On 06/14/2018 08:40 AM, Zbigniew Jędrzejewski-Szmek wrote:
> [...]
> hatever their privelege level might be.
>>>
>>> Executable directory? If you have power over user $HOME, you can change
>>> user's $PATH.
>>
>> Is it so easy, though?
>>
>> I've seen many examples with .bashrc, but .bashrc only does it for bash
>> (and only in interactive mode, IIRC).  One has to do it for something
>> like .xsessionrc -- frankly I'm not sure if there is such file that applies.
>>
>> OTOH, by adding .local/bin, the attacker does not have to care where (or
>> how) to set the path, they really only need to drop new file.
>>
>> I guess my point is that it won't make attacks possible (they already
>> are), but it might be making them easier.
> 
> That's a very correct observation.
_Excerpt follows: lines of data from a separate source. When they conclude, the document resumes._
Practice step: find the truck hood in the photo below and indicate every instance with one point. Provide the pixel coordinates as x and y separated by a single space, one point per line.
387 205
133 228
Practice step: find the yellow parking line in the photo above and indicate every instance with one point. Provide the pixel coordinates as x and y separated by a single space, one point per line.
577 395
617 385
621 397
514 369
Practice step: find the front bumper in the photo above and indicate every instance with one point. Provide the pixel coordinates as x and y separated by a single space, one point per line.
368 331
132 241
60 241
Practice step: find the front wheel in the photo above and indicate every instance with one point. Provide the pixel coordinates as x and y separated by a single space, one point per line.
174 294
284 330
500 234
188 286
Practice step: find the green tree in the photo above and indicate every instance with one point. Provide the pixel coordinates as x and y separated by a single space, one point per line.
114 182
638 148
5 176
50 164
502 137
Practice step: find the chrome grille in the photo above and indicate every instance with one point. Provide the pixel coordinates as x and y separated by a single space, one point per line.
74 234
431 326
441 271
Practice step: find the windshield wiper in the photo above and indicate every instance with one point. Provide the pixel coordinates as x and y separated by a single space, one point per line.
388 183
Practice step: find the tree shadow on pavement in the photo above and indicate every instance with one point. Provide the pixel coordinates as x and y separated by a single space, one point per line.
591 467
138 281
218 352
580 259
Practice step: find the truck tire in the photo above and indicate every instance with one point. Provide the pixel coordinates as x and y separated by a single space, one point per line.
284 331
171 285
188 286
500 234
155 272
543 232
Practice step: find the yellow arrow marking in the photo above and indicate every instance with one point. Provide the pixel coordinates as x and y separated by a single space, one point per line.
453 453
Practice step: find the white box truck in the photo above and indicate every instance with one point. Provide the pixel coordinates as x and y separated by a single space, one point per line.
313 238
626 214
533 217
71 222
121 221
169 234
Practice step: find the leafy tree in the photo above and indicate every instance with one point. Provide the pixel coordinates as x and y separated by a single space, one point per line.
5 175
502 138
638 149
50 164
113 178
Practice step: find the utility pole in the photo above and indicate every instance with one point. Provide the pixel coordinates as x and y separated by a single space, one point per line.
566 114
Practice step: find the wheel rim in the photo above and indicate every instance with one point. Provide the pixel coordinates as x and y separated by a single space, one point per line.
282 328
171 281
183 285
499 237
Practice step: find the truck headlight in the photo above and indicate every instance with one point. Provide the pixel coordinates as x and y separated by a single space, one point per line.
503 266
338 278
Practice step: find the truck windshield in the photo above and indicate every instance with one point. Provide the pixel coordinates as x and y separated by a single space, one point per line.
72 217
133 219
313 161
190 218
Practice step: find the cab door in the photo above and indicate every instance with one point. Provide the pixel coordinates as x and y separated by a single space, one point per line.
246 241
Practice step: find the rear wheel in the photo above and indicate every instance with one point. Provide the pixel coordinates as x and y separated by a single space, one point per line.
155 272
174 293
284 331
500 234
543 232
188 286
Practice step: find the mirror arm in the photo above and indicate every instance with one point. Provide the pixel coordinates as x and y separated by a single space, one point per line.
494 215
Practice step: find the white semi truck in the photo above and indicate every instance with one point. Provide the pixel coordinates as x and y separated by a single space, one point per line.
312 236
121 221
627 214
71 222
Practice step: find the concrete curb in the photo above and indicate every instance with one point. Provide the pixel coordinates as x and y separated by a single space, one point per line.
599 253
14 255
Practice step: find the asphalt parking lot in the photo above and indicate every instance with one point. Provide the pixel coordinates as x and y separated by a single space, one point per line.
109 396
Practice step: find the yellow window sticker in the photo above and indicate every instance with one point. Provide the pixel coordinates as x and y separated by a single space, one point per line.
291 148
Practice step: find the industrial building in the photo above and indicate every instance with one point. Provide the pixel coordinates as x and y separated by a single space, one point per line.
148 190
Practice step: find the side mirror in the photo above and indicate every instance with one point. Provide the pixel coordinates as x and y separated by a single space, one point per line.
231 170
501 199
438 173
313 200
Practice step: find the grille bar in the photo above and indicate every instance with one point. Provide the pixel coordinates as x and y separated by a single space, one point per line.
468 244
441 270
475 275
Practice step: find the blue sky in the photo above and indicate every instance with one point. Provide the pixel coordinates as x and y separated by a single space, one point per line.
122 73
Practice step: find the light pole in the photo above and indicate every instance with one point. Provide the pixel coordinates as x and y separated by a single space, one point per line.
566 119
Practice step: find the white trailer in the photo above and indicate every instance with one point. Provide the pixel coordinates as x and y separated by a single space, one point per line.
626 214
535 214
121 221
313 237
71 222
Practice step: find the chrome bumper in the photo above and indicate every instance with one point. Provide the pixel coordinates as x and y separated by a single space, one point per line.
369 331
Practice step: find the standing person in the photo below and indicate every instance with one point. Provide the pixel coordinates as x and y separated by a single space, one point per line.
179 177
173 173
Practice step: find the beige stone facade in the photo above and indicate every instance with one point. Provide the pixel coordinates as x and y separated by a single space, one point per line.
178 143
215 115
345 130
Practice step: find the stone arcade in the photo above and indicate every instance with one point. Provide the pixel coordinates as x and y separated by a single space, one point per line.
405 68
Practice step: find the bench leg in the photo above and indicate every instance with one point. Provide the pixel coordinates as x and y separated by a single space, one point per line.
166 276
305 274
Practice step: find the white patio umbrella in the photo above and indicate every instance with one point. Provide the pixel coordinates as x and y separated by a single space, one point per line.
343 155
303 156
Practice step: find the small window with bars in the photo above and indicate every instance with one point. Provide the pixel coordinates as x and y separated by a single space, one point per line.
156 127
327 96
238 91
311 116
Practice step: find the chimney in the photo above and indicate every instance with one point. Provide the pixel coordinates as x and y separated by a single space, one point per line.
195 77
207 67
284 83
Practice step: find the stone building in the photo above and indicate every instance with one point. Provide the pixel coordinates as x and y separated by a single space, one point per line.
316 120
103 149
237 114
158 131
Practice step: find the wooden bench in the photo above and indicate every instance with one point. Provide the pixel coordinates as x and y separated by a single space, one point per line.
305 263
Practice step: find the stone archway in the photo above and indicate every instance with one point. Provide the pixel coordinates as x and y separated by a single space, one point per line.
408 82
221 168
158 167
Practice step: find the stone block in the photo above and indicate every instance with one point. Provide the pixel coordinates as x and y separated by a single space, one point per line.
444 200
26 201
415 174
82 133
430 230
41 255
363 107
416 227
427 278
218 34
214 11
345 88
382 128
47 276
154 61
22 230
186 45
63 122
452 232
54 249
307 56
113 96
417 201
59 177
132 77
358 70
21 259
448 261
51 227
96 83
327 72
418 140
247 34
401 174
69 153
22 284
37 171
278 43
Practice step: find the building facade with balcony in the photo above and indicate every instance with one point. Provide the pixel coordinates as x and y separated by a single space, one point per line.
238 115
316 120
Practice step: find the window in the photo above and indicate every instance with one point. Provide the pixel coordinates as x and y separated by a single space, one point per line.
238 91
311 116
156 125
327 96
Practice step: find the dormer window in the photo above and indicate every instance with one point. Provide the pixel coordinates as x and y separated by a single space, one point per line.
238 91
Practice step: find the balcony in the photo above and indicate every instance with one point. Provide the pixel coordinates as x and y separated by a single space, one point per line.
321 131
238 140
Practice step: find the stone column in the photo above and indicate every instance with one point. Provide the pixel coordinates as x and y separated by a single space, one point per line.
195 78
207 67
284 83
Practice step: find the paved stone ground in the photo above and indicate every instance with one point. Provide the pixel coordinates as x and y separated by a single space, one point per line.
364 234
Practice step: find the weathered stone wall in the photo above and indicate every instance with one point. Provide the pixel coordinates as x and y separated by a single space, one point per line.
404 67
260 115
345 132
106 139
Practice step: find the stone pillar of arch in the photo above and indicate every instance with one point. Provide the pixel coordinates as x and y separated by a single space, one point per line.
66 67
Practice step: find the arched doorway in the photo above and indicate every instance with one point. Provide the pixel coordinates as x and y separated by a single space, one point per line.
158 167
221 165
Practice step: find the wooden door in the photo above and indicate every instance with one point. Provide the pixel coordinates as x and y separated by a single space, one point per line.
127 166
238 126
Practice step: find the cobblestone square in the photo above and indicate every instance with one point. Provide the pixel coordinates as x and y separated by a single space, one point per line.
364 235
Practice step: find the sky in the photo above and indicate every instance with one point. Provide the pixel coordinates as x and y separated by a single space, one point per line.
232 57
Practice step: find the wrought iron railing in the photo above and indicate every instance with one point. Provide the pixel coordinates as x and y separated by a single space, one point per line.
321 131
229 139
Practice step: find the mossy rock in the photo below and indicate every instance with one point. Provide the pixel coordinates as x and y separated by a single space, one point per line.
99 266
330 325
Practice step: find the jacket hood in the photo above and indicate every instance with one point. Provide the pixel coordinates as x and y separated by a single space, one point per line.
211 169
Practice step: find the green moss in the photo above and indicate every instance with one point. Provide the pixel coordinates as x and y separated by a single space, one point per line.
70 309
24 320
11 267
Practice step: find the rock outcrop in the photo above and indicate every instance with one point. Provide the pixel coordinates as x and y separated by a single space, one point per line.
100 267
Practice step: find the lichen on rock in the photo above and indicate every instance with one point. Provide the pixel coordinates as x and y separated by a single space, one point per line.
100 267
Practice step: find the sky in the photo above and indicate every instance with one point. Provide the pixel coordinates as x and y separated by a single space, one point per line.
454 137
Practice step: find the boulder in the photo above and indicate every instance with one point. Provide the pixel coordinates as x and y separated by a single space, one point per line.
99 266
In fact, this is the whole purpose of
> this change: to make installing arbitrary scripts to be executed by the
> user _easy_! So anyone who is arguing that this makes it so much easier
> for the attacker, are also arguing that this makes it so much easier for
> the user.
> 
> We put the bar for _security_ measures much higher then mere inconvenience.
> In fact we know that users have been installing software in ~/
> successfully before this change, and it doesn't allow them to do
> anything they couldn't do before. Likewise, it doesn't allow attackers
> to do anything new. So people who consider this irrelevant for security
> assume that mere inconvenience _is not_ a hurdle for the attacker.

What about attack success rate?

OK, if it's a targeted, 1-on-1 attack, then attacker will either succeed
or fail, so, sure, inconvenience is almost irrelevant because they will
certainly invest the extra bit to look at pstree or something---to know
where to hit.  So yeah, that's off the table.

But if the attacker is some browser exploit able to take a shot at many
users (not knowing what their OS, let alone default $PATH is), then I
believe every next, more sophisticated step is less likely to be
included.  For example, they might not really feel it worth to include a
working algorithm to look at whether user uses .bashrc, .xsessionrc,
.zsh, .profile or whatnot.  Ie., leaving out ~/.local/bin would result
in **worse success rate** for them.



> Nevertheless, mere inconvenience _is_ a problem for many users.

Well, so what?  Missing an opportunity to make it easier for user to
take down the shields?  I'm fine with that.

Note that "user" is not always just "someone doing something and knowing
what".  Take any chain of actions, and assess what they mean from
security POV.  It is my belief that these are impossible to distinguish:

 *  (A) user doing something and knowing what & why,
 *  (B) user copy/pasting some info from (untrusted?) github README.md,
 *  (C) an (untrusted?) program run by user intentionally,
 *  (D) malware running via exploit.

And if you make the change in $Subj, you can only make it for all of the
above or none.

Inconvenience is not that much of a problem for (A), because it's not
likely that they would know what they're doing and not recognize why
it's not working (and blame Fedora).

Making it more convenient for (B) and (C) is IMO not worth given that
we'd also make (D) more likely to succeed.


Thanks,
aL.

PS: And if (B) complains, we should rather try to educate them and not
just do whatever they wish.  This is OS, not McDonald's restaurant.

-- 
Alois Mahdal <amahdal@xxxxxxxxxx>
Platform QE Engineer at Red Hat, Inc.